Question

In the system shown in figure, all the surfaces are smooth. Rod is moved by external agent with acceleration 9 m/s² vertically downwards. Force exerted on the rod by the wedge will be:

• A. 120 N
• B. 200 N
• C. 135/2 N
• D. 225/2 N

Answer 1

Answer: (B)

200 N

Answer 2

Solution

1. Setup and Geometry

The rod is accelerated vertically downward with acceleration $\vec{a}_r=(0,-9)$ m/s². The contact is on the wedge’s smooth inclined face which makes an angle $37^\circ$ with the horizontal. Choosing the unit normal to the inclined face as

$$\hat{n}=(-\sin37^\circ,\cos37^\circ),$$

(pointing from the wedge toward the rod), the contact condition (no separation along the normal) requires that the relative acceleration along $\hat{n}$ must vanish.

2. Relative Acceleration Condition

Let the wedge accelerate horizontally with unknown $\vec{a}_w=(a,0)$. Then the relative acceleration is:

$$\vec{a}_{\text{rel}}=\vec{a}_{r}-\vec{a}_w=( -a,\,-9).$$

The no‐separation condition along $\hat{n}$ gives:

$$\vec{a}_{\text{rel}}\cdot\hat{n}=0\quad\Longrightarrow\quad (-a,\,-9)\cdot(-\sin37^\circ,\cos37^\circ)=0.$$

This yields:

$$a\sin37^\circ - 9\cos37^\circ = 0\quad\Longrightarrow\quad a = \frac{9\cos37^\circ}{\sin37^\circ}=9\cot37^\circ.$$

Numerically, using $\sin37^\circ\approx 0.6018$ and $\cos37^\circ\approx 0.7986$,

$$a\approx 9\times\frac{0.7986}{0.6018}\approx 9\times1.327\approx 11.94\ \text{m/s}^2.$$

3. Wedge Dynamics

The only horizontal force acting on the 10 kg wedge is due to the reaction force $N$ from the rod.
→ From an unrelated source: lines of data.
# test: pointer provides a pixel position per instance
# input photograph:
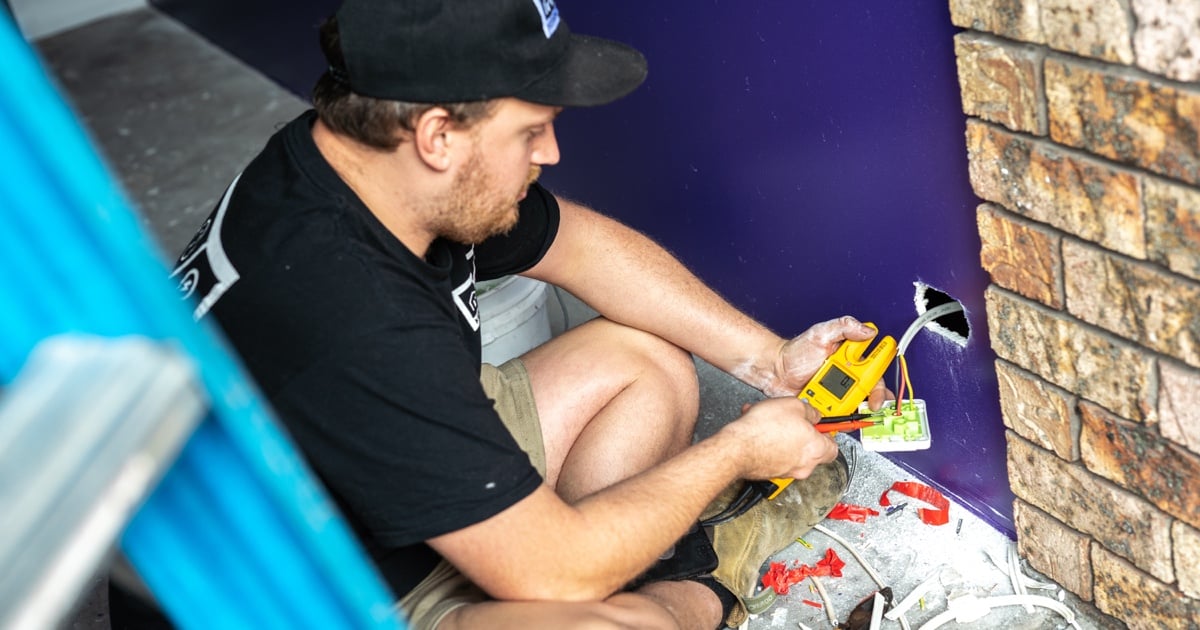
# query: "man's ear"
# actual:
(433, 138)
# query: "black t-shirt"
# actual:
(369, 354)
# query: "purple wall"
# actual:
(805, 159)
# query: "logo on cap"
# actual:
(549, 13)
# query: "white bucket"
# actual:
(513, 317)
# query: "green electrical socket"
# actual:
(905, 432)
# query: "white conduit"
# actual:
(970, 607)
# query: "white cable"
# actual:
(876, 611)
(970, 606)
(1026, 581)
(927, 317)
(826, 600)
(1014, 563)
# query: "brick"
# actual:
(1108, 112)
(1001, 82)
(1138, 459)
(1015, 19)
(1053, 549)
(1187, 558)
(1135, 300)
(1020, 256)
(1179, 405)
(1138, 599)
(1168, 37)
(1099, 29)
(1073, 193)
(1173, 226)
(1038, 411)
(1071, 354)
(1119, 520)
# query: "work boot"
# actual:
(745, 543)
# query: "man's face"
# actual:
(507, 154)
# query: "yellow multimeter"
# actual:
(844, 381)
(847, 376)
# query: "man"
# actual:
(341, 264)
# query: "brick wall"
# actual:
(1084, 143)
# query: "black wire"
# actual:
(749, 497)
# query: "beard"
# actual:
(475, 208)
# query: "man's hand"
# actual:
(779, 439)
(802, 357)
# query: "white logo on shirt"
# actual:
(549, 13)
(465, 295)
(204, 264)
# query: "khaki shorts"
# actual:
(445, 589)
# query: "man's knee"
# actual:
(673, 364)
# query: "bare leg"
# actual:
(613, 401)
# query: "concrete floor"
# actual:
(177, 119)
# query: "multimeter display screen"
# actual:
(838, 382)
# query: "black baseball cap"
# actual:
(463, 51)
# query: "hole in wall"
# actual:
(951, 318)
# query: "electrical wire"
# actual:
(917, 324)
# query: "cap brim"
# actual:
(594, 71)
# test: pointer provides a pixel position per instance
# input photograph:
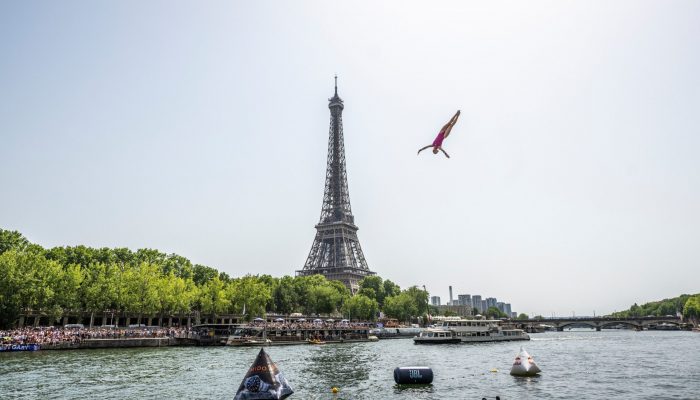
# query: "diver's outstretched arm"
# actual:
(454, 117)
(430, 145)
(451, 124)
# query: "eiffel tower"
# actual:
(336, 251)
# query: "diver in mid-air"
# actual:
(444, 132)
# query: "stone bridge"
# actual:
(597, 323)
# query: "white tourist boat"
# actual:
(482, 330)
(436, 336)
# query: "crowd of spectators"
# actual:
(61, 335)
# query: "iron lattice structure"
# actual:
(336, 251)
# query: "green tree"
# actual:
(213, 298)
(251, 292)
(391, 289)
(402, 307)
(143, 284)
(12, 240)
(99, 289)
(691, 309)
(202, 274)
(284, 296)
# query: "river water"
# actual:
(610, 364)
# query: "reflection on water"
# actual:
(609, 364)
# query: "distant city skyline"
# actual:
(203, 131)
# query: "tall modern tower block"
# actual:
(336, 251)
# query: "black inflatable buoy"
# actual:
(413, 375)
(263, 381)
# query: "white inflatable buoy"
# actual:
(524, 365)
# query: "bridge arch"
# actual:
(628, 323)
(569, 323)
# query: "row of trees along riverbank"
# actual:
(149, 283)
(686, 304)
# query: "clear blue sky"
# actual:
(200, 128)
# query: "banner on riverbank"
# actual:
(19, 347)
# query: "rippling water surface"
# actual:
(575, 365)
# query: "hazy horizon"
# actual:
(201, 129)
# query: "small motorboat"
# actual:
(524, 365)
(436, 336)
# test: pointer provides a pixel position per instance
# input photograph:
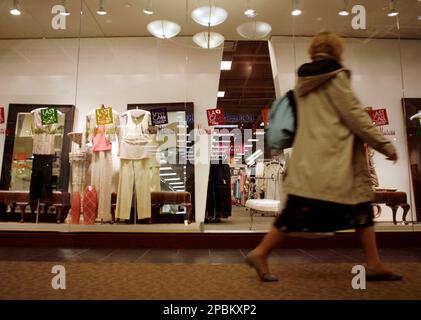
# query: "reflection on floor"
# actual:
(202, 256)
(240, 222)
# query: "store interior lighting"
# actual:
(101, 10)
(148, 8)
(254, 30)
(344, 12)
(163, 29)
(209, 16)
(65, 12)
(295, 8)
(208, 40)
(392, 9)
(15, 11)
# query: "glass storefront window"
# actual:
(195, 153)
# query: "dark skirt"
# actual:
(309, 215)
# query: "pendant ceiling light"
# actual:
(163, 29)
(295, 8)
(254, 30)
(208, 40)
(15, 9)
(209, 16)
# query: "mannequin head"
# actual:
(326, 45)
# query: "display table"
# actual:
(59, 200)
(394, 200)
(161, 198)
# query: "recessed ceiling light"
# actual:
(208, 40)
(250, 13)
(101, 11)
(392, 10)
(15, 11)
(163, 29)
(226, 65)
(209, 16)
(296, 12)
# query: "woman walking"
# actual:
(327, 179)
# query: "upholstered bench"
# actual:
(262, 206)
(59, 200)
(394, 200)
(161, 198)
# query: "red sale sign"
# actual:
(2, 115)
(215, 117)
(379, 117)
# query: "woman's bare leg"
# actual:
(270, 241)
(368, 242)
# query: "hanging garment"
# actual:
(273, 181)
(42, 177)
(101, 136)
(44, 134)
(90, 204)
(75, 208)
(101, 178)
(218, 204)
(260, 173)
(135, 141)
(144, 178)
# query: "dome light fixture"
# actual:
(254, 30)
(209, 16)
(392, 10)
(15, 11)
(295, 9)
(163, 29)
(101, 11)
(208, 40)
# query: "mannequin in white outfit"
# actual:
(138, 165)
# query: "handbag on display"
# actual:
(282, 123)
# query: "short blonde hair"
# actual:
(326, 43)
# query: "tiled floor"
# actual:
(201, 256)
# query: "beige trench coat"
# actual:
(328, 160)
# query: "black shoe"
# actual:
(376, 276)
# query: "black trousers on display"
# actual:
(218, 204)
(42, 177)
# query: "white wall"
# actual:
(377, 80)
(114, 72)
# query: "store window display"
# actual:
(101, 131)
(139, 168)
(47, 123)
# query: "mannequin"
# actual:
(100, 136)
(139, 168)
(45, 127)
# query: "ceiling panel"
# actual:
(125, 18)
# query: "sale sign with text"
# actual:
(215, 117)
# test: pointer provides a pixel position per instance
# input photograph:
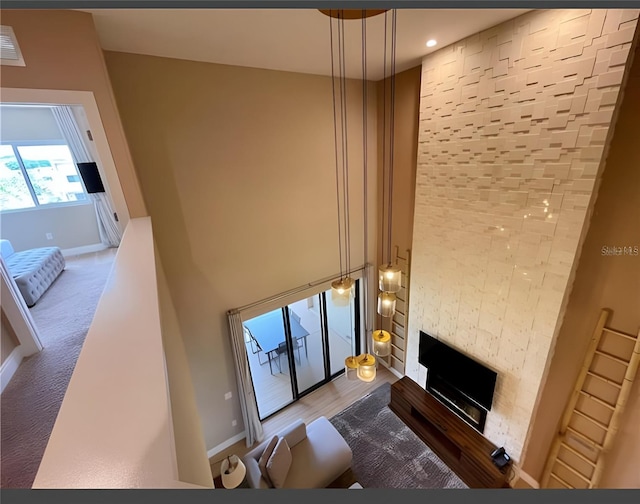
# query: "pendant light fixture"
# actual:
(362, 367)
(389, 276)
(341, 288)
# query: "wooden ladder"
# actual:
(592, 416)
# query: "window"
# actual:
(34, 174)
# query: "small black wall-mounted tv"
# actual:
(91, 177)
(459, 371)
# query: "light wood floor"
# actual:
(326, 401)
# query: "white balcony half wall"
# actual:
(115, 428)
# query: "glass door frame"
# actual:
(328, 377)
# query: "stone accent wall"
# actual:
(513, 124)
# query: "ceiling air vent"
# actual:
(9, 50)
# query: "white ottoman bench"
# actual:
(33, 270)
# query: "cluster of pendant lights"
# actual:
(363, 367)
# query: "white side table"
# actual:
(233, 473)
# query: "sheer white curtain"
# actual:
(109, 231)
(252, 424)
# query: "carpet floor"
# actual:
(387, 453)
(30, 402)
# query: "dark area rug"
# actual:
(387, 453)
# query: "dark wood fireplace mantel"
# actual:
(465, 450)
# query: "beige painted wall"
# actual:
(71, 226)
(406, 113)
(237, 168)
(28, 123)
(62, 52)
(8, 339)
(512, 128)
(191, 452)
(602, 282)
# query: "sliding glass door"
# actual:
(299, 347)
(264, 337)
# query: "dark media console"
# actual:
(465, 450)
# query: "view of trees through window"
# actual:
(38, 174)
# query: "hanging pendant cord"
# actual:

By Newton’s third law, the wedge experiences a force:

$$\vec{F}_w=-N\hat{n}.$$

Only the horizontal component matters. Since

$$N\hat{n}=N(-\sin37^\circ,\cos37^\circ),$$

the horizontal component is $N\sin37^\circ$ (directed to the right). Applying Newton’s second law for the wedge in the horizontal direction:

$$10\,a = N\sin37^\circ.$$

So,

$$N = \frac{10\,a}{\sin37^\circ} = \frac{10\times 11.94}{0.6018}\approx \frac{119.4}{0.6018}\approx 198.3\ \text{N}.$$

Rounding, the force $N$ is approximately 200 N.